The author, the artist and the Ripper: one woman's mission to find the truth
By Jeremy Laurance
26 October 2002
The most expensive murder investigation ever mounted by a private individual will conclude next week with the publication of a book that claims to identify one of the most notorious killers in history – and is set to scandalise the art establishment.
Patricia Cornwell, the multi-millionaire American author, spent two years and more than £2m on the trail of Jack the Ripper, the Victorian serial killer who terrorised east London by disembowelling five prostitutes between August and November 1888. Cornwell has has crossed the Atlantic half a dozen times, bringing a team of art specialists and forensic science experts to examine letters and artefacts. She claimed on a US television show a year ago that she was "100 per cent sure" that the killer was Walter Sickert, the noted impressionist painter, wit and storyteller.
Walter Sickert with his third wife Therese Lessore, St George's Hill House Bathampton 1940
That claim drew a chorus of derision from art critics and commentators who dismissed it as a "crackpot conspiracy theory." Initial efforts by Cornwell's team to confirm the theory by extracting DNA evidence from Sickert's paintings, letters and belongings and comparing them with letters written by the Ripper failed.
But in the last few months, using more sophisticated methods, Cornwell has obtained crucial DNA evidence which she believes clinches the case against Sickert and means his art, examples of which hang in Tate Britain, must be reassessed.
Details of her discovery will be made public for the first time in Britain next week with the release of her book, Portrait of a Killer: Jack the Ripper – case closed, and a BBC Omnibus programme to be broadcast on Wednesday 30th October 2002.
Cornwell's obsession with the Ripper case began when she planned to have her fictional heroine Kay Scarpetta look into the mystery.
She bought 30 of Sickert's paintings and was reported to have torn up at least one in her search for fingerprints or bloodstains, a revelation that appalled the art world. No DNA was found. Sickert's painting table also yielded nothing.

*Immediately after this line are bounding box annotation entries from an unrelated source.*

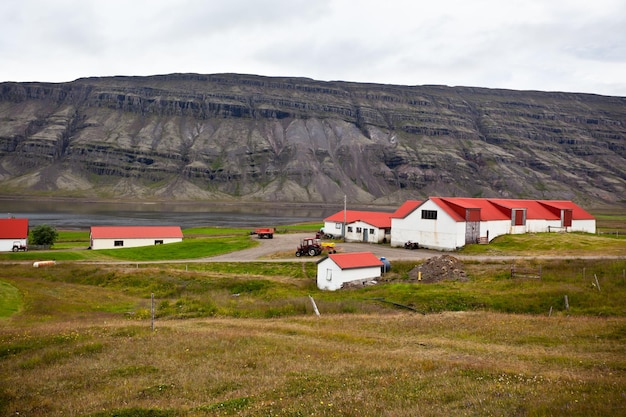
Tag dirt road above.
[203,233,434,262]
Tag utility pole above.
[341,194,347,242]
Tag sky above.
[0,0,626,96]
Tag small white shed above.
[317,252,383,291]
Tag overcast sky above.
[0,0,626,96]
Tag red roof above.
[91,226,183,239]
[328,252,383,269]
[391,200,422,219]
[430,197,594,222]
[0,219,28,239]
[324,210,393,229]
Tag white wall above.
[391,200,465,250]
[324,222,343,239]
[346,220,389,243]
[570,219,596,233]
[317,258,381,291]
[0,239,28,252]
[91,237,183,250]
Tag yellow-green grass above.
[0,235,258,262]
[0,281,22,318]
[0,312,626,417]
[0,252,626,417]
[0,259,626,318]
[458,233,626,257]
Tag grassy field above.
[0,216,626,417]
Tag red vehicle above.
[254,227,274,239]
[296,237,322,257]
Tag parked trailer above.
[254,227,274,239]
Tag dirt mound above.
[409,255,468,284]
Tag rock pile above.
[409,255,468,284]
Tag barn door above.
[465,209,480,244]
[561,209,573,227]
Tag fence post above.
[309,294,320,317]
[150,293,154,331]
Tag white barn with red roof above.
[317,252,383,291]
[324,210,393,243]
[0,218,28,252]
[391,197,596,250]
[90,226,183,250]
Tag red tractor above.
[296,237,322,257]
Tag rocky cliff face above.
[0,74,626,204]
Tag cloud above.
[0,0,626,95]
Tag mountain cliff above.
[0,74,626,205]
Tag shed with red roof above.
[391,197,596,250]
[90,226,183,249]
[324,210,393,243]
[0,218,28,252]
[317,252,383,291]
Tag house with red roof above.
[391,197,596,250]
[317,252,383,291]
[90,226,183,249]
[0,218,28,252]
[324,210,393,243]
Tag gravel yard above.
[204,233,434,262]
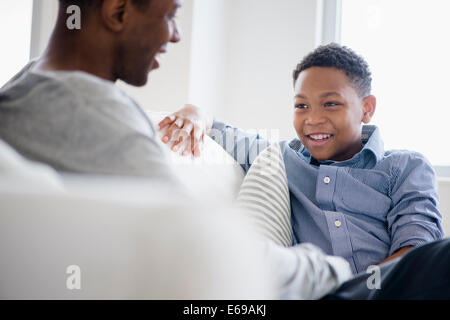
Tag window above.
[0,0,33,87]
[340,0,450,166]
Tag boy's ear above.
[362,95,377,124]
[100,0,129,32]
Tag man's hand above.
[159,104,213,157]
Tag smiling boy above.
[160,44,443,273]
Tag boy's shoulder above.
[381,149,431,166]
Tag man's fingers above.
[161,118,184,143]
[191,124,204,157]
[158,114,176,130]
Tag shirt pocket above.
[336,169,392,221]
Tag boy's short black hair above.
[293,43,372,97]
[59,0,151,10]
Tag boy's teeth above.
[310,134,331,140]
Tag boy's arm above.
[384,153,443,262]
[379,246,414,264]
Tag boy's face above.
[294,67,376,161]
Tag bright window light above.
[0,0,33,87]
[341,0,450,166]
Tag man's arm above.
[264,241,352,300]
[159,105,270,172]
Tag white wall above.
[35,0,320,138]
[190,0,318,138]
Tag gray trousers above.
[323,238,450,300]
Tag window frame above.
[319,0,450,180]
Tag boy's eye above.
[325,102,339,107]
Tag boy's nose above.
[305,111,327,125]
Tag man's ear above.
[100,0,130,32]
[362,95,377,124]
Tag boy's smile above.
[294,67,376,161]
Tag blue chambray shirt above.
[210,121,443,273]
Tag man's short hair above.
[59,0,151,10]
[293,43,372,97]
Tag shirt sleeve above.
[387,153,443,255]
[209,120,270,172]
[265,241,352,300]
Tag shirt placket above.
[316,166,353,259]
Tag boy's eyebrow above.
[295,91,342,99]
[320,91,342,98]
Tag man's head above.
[294,44,376,161]
[57,0,182,86]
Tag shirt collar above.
[289,125,384,165]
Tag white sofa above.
[0,118,450,299]
[0,133,276,299]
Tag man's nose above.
[170,22,181,43]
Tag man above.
[0,0,182,181]
[0,0,448,298]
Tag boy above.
[160,44,443,273]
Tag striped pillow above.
[237,143,292,247]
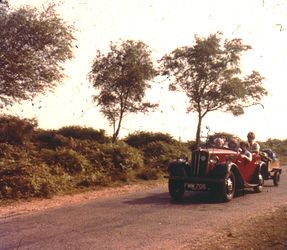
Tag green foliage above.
[0,160,58,199]
[0,4,74,106]
[40,149,90,175]
[124,131,177,148]
[57,126,110,143]
[161,33,267,146]
[93,142,143,181]
[89,40,157,142]
[0,115,37,144]
[33,130,70,149]
[260,139,287,156]
[141,141,190,171]
[136,168,161,181]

Cornwell fell back on circumstantial evidence. Sickert was known to have a keen interest in the Ripper murders and was first mentioned as a suspect in the 1970s. He produced a series of works known as the Camden Town drawings which showed a clothed man on a bed with a naked prostitute with, in one case, his hands round her neck. He grew up with an abusive father, was a fearful and compulsive child and had a defect of his penis which required surgery and may have left him impotent. He married three times but never had children. Cornwell believes that his sexual dysfunction was a "huge trigger for him".
Physical evidence was essential, however, and the breakthrough came with the examination of a letter purportedly sent by the Ripper to a London newspaper.
The case gripped London in the late 1880s and hundreds of letters were sent to the police allegedly from the Ripper. Most were hoaxes but a few are held at the Public Record Office. Cornwell obtained permission to test these letters for DNA but her scientific team found they had been heat-sealed under plastic, which degrades DNA.
Undeterred, she kept pressing for clues and a former Scotland Yard curator unearthed a missing letter that had never been sent to the archive. Initial tests revealed no DNA but the paper on which it was written carried a distinctive watermark from Perry and Sons, an exclusive stationer of the day. The paper, with its watermark, was the same as that used by Sickert at the time of the killings.
A defence lawyer might have argued that the Ripper letter was not genuine, or that Sickert wrote it as a hoax. But Cornwell was convinced. "The heck with defence attorneys. A jury back then would have said: 'Hang him'," she said.
Her quest for conclusive evidence continued, and after the first tests for DNA failed, she commissioned more sophisticated and more time-consuming tests for mitochondrial DNA. This time the tests yielded a DNA signature on the Ripper letter which matched DNA on the Sickert letters. It was the evidence that Cornwell had been looking for.
The Sickert letters carried a blend of DNA from several different people, reflecting the numbers who had handled them so the match could have been coincidence. But Cornwell, who disclosed the discovery in an interview with ABC News in the US, said she believed it was "a cautious indicator that the Sickert and Ripper mitochondrial DNA ... may have come from the same person".
Cornwell has won the backing of at least one prominent art historian, a Sickert expert, for her theory. If she can persuade a sceptical art establishment, what had been a mystery will transform to a dilemma. For if Walter Sickert was Jack the Ripper how does that change his standing as an artist?
Cornwell is clear: "[Jack the Ripper] doesn't deserve to be mythologised and turned into some hero played by movie stars. And he doesn't deserve to have his art celebrated."